Il marqua un long silence, l’air désolé, et bâilla.

— En tout cas, moi, faut que je dorme trois ou quatre heures, je ne tiens plus debout. Ensuite je passerai chez ta tante avant de retourner chez Ramirez pour la fouille du jardin.

— Ma tante ? Non, j’aimerais être là, je…

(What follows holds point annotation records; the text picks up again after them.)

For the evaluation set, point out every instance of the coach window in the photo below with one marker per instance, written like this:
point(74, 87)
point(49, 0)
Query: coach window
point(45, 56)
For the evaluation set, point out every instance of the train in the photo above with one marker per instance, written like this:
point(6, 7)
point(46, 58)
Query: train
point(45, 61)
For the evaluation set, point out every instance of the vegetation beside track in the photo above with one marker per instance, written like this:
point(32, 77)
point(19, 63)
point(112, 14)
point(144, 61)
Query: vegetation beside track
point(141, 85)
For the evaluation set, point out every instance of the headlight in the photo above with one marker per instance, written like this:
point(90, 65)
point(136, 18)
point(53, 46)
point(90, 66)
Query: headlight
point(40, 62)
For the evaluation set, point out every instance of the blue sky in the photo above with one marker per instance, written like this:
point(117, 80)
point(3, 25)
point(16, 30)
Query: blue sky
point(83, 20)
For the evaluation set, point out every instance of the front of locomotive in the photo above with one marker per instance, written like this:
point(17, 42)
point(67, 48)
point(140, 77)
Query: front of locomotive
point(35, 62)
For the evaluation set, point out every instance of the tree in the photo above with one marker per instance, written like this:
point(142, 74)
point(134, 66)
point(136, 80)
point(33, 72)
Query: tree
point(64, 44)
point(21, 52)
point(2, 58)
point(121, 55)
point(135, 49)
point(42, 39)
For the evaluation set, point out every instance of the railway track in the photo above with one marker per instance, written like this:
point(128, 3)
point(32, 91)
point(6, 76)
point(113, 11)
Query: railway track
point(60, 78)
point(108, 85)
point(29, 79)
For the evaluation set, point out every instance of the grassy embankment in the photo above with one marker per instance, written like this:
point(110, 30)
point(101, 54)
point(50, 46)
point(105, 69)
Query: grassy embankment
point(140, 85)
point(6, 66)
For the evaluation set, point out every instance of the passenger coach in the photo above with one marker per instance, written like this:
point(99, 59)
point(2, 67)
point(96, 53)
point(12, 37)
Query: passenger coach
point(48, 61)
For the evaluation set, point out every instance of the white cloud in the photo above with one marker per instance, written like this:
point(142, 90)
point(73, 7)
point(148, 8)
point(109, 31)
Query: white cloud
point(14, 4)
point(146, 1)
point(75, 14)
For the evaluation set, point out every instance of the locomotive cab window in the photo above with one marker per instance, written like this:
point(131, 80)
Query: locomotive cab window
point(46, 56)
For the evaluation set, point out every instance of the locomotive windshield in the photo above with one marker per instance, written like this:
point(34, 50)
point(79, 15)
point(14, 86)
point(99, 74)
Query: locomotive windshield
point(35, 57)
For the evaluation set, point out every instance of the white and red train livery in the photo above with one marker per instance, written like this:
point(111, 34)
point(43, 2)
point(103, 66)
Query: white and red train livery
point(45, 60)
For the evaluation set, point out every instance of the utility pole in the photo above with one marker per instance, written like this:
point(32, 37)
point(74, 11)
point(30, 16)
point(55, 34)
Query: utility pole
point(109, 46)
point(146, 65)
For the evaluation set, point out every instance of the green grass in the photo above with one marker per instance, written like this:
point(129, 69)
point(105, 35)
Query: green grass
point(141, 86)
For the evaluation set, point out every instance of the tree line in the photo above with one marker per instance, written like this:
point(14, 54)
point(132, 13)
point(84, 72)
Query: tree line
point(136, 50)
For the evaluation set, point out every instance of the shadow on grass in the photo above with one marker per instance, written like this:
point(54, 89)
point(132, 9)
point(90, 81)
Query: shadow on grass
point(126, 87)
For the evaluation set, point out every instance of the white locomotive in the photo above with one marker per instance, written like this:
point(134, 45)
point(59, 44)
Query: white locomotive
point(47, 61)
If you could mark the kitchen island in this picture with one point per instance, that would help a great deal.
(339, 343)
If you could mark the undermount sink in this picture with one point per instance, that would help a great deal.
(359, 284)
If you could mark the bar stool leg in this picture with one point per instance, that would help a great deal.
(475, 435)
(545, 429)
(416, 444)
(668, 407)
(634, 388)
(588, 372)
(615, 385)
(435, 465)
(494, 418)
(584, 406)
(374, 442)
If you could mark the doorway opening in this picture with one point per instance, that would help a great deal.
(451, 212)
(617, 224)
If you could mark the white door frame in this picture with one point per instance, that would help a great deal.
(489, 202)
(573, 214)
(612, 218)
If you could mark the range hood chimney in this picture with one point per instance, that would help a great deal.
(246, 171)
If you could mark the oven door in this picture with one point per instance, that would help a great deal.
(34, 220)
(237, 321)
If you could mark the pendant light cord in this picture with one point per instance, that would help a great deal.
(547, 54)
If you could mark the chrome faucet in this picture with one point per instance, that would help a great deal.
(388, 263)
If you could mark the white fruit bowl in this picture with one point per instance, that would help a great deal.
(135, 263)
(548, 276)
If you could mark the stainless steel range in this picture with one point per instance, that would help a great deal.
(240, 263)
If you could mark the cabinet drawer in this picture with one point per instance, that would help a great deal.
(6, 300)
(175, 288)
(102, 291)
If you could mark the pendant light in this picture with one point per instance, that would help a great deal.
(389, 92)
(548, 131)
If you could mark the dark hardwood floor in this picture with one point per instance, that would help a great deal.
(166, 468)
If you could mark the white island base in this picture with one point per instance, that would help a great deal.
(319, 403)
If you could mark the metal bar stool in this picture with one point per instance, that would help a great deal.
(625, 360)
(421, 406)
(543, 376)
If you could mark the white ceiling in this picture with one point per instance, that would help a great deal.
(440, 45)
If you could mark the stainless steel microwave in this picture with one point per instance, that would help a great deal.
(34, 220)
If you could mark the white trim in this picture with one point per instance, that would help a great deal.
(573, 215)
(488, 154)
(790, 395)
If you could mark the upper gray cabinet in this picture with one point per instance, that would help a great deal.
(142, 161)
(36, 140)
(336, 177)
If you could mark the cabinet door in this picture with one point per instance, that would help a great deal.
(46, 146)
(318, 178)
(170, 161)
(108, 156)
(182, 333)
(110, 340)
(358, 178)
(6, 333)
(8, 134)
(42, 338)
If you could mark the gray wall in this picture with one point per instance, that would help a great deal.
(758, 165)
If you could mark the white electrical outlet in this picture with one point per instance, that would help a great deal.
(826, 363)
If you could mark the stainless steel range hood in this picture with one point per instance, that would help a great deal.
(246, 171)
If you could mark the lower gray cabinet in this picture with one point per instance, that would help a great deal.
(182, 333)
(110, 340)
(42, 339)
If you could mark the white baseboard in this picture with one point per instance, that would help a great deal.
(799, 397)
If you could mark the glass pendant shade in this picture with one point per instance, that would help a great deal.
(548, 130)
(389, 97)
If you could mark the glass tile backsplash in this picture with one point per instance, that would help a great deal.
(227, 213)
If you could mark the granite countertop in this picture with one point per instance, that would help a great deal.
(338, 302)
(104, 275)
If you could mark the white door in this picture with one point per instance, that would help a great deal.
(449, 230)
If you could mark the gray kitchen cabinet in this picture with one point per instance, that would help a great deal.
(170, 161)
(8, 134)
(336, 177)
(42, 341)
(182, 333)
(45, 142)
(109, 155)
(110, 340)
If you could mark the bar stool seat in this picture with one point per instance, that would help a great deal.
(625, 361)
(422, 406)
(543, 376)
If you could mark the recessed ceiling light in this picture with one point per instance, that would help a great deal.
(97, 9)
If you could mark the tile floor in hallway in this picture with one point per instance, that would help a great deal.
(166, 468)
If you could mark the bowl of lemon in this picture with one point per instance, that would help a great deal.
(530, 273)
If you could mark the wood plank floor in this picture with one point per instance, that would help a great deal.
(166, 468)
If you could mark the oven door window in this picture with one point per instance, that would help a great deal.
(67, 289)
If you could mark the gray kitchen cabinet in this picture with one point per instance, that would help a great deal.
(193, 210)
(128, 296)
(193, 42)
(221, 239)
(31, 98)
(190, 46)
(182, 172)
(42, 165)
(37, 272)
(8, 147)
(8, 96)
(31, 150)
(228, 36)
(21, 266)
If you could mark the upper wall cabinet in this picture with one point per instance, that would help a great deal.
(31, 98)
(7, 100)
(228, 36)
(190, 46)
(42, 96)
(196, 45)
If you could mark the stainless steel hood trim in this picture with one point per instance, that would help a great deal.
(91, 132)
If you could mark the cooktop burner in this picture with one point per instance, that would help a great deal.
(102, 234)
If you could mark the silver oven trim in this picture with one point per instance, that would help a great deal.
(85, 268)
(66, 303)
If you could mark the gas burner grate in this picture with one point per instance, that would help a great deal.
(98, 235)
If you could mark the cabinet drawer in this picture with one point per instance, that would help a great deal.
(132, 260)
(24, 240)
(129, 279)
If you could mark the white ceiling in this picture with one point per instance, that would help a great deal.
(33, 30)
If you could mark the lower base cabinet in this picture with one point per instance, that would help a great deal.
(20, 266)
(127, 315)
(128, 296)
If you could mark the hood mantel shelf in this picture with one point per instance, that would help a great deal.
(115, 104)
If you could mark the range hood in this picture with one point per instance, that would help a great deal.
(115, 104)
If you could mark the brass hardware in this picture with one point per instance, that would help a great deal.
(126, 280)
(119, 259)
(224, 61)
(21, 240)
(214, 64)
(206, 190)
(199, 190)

— Vaut mieux agir séparément pour le moment, ça va être chaud dans les journées à venir, et on doit rester très prudents. J’ai réfléchi à ce qu’il fallait lui dire : la meilleure solution, c’est de lui avouer que tu t’es bien impliquée comme elle t’avait demandé, que tu es entrée chez Ramirez pour vérifier certaines choses, mais qu’il était déjà mort. Qu’il y a une enquête en cours menée par nos propres services mais que, évidemment, personne ne sait que tu as pénétré dans sa maison de manière illégale. Qu’elle doit garder le secret absolu sur les activités de ton oncle au cas où un quelconque lien serait fait, pour ne pas te mettre en difficulté. Ça va la responsabiliser, la rendre fautive vis-à-vis de toi, mais c’est ce qu’il y a de mieux à faire. On se garantit ainsi son silence.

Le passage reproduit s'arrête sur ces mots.